Una dimensione anche politica
La vicenda assume inoltre una dimensione politica, poiché — secondo quanto riportato — il rappresentante coinvolto ricoprirebbe anche un ruolo nella sezione imperiese di Gioventù Nazionale. Da qui la riflessione più ampia: “Nel momento in cui si assume un ruolo pubblico, le proprie azioni diventano specchio del contesto che si rappresenta”. Il comunicato collega questo episodio a una critica più generale verso ambienti giovanili politici accusati di tollerare o non sanzionare comportamenti discriminatori, parlando di un “volto nostalgico e xenofobo” già emerso in altre occasioni.
Le critiche alla risposta ufficiale della scuola
Particolarmente duro è il giudizio espresso nei confronti del Consiglio di Istituto, la cui risposta viene definita insufficiente e fuorviante. Gli studenti contestano diversi passaggi della comunicazione ufficiale, tra cui:
- la definizione dell’episodio come “conversazione in ambito privato”
- l’assenza di responsabilità della scuola perché non avrebbe “promosso” l’evento
- la mancata chiarezza sugli “interventi educativi” adottati
Secondo il collettivo "Non ci sarebbero state né sanzioni concrete né assunzioni pubbliche di responsabilità, né tantomeno un reale coinvolgimento della vittima". Una delle domande più incisive poste nel comunicato è: “Il vero problema è stato l’insulto razziale o il fatto che sia diventato pubblico?”

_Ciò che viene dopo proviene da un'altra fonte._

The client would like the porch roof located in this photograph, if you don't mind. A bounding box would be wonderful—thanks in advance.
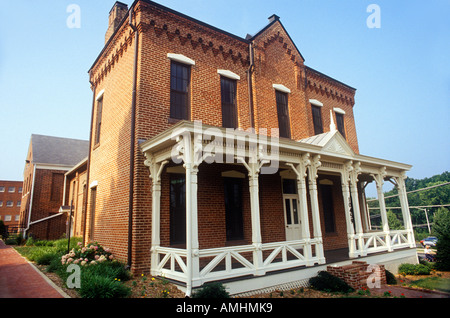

La richiesta: giustizia riparativa, non gogna
Pur nella durezza delle accuse, il collettivo precisa di non invocare una “gogna pubblica”, ma un percorso di giustizia riparativa. Le richieste principali includono:
- riconoscimento pubblico dei fatti
- assunzione di responsabilità da parte del responsabile
- coinvolgimento attivo della vittima, affinché possa decidere come tutelarsi
- percorsi di responsabilizzazione e riparazione
Secondo Spiraglio Imperiese, una gestione che protegge la reputazione dei responsabili ignorando il benessere della vittima “non è giustizia, ma complicità”.
Una mobilitazione che continua
Il comunicato si chiude con una presa di posizione netta: "La pubblicazione della vicenda non è una provocazione, ma una scelta necessaria dopo il fallimento del dialogo interno". Gli studenti dichiarano di "Aver agito per coerenza tra valori e pratica politica, ribadendo il proprio impegno su temi come antirazzismo, antifascismo e cura reciproca". E concludono con una promessa: “Sino alla responsabilizzazione e alle conseguenze necessarie, promettiamo lotta e cura.”